The Phillips Curve provides the standard explanation for why central banks do what they do: By lowering rates in times of slow economic growth, policy-makers supposedly boost borrowing and goose business activity. This leads to more jobs and a more vibrant economy, which then spurs higher inflation and ultimately a return to more normal interest rates.

All this sounds great on paper. However, the Phillips Curve has been missing in action since the financial crisis. Yes, rates have gone down and unemployment has dived in both Canada and the United States. However, inflation has only flickered modestly upward and economic growth has remained mostly mediocre. As a result, there has been little pressure to bump up interest rates.

Could it be that we don’t know as much as we thought we did about how modern economies work? Stephen Williamson, a professor of central banking at the University of Western Ontario, notes that it has always been difficult to see any type of stable, reliable Phillips Curve in real world data. Yes, countries with higher nominal interest rates tend to have higher inflation, but it’s not clear which causes which.

“People at central banks find [the Phillips Curve] a useful way to explain what they’re doing, even if it’s not actually theoretically or empirically useful,” Prof. Williamson said in an interview.

His comments point to the lack of consensus about the best path forward.
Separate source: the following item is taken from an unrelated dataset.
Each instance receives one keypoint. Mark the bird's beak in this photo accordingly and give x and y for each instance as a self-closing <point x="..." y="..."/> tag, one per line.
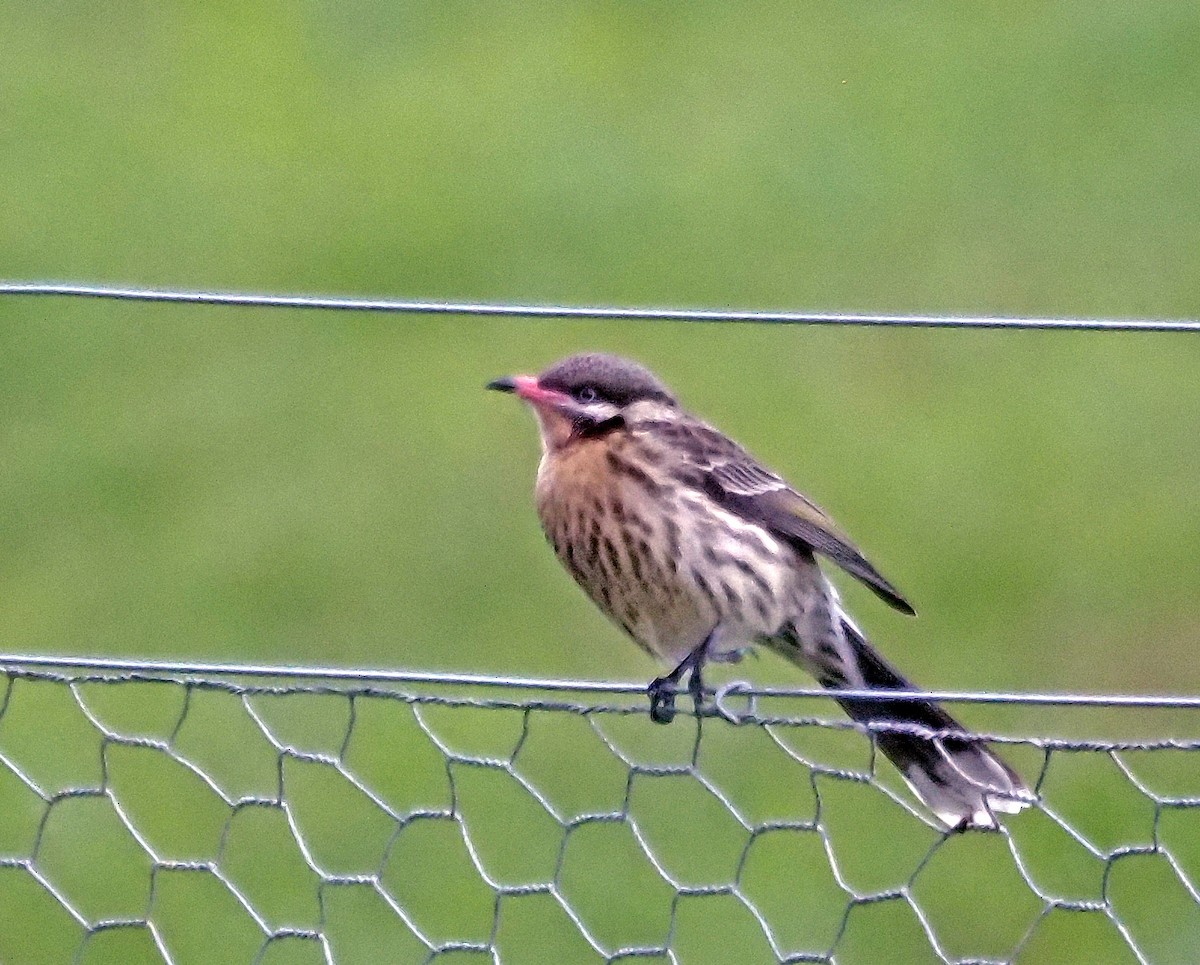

While Prof. Williamson dismisses the Phillips Curve, other experts, such as Harvard professor Kenneth Rogoff, are willing to double down on the power of lower interest rates. He argues that much lower rates – negative rates, in fact – are going to be required if the economy takes a serious stumble.

This is not just a theoretical debate. The stockpile of global bonds with below-zero yields has hit US$10-trillion, according to Bloomberg data. In at least 18 countries, mostly in Europe, investors receive negative yields on at least some government bonds, meaning that buyers of these securities are paying for the privilege of saving.

It’s entirely possible that negative rates could come to North America as well if a severe recession were to hit. But whether that would be a good idea hinges on what is ultimately driving the trend toward lower rates.

One of the more intriguing views comes from Larry Summers, the Harvard economist and former U.S. Treasury secretary. He presented a paper earlier this month, written with Bank of England economist Lukasz Rachel, in which he developed his argument that the developed world is suffering from secular stagnation, a long-term slowdown in economic growth.

In Mr. Summers’ view, demographics are one of the major reasons for this slowdown. People are living longer, enjoying extended retirements and having fewer children. As labour force growth slows, so does growth in consumer demand. Yet, longer lifespans and longer retirements mean people are trying to save more than ever.

The result? A glut of savings is overwhelming the ability of the private sector to put those savings to productive use. In other words, there’s a lot of capital available – but not enough demand from businesses to invest it all. Since the supply of money is ample but the demand for it is weak, the cost of borrowing money goes down.

This process has been going on for a generation, but has become particularly noticeable over the past decade. As things now stand, we have entered an era of “extremely low interest rates, weak demand, and low growth and inflation,” Mr. Summers writes. Just like Japan.

His preferred prescription is for governments to spend more aggressively, running up deficits that can usefully absorb some of that pile of savings. In addition, he suggests looking for ways to reduce the need for people to save – perhaps by offering them more in the way of government-paid retirement benefits.

As you might imagine, his proposals aren’t universally loved, especially by people who object to the potential explosion in government debt. But the mere fact that such ideas are being discussed a decade after we hit an interest-rate bottom underlines how unusual this economic environment has been. Canada and the world still have a long way to go to reach anything that looks like normalcy.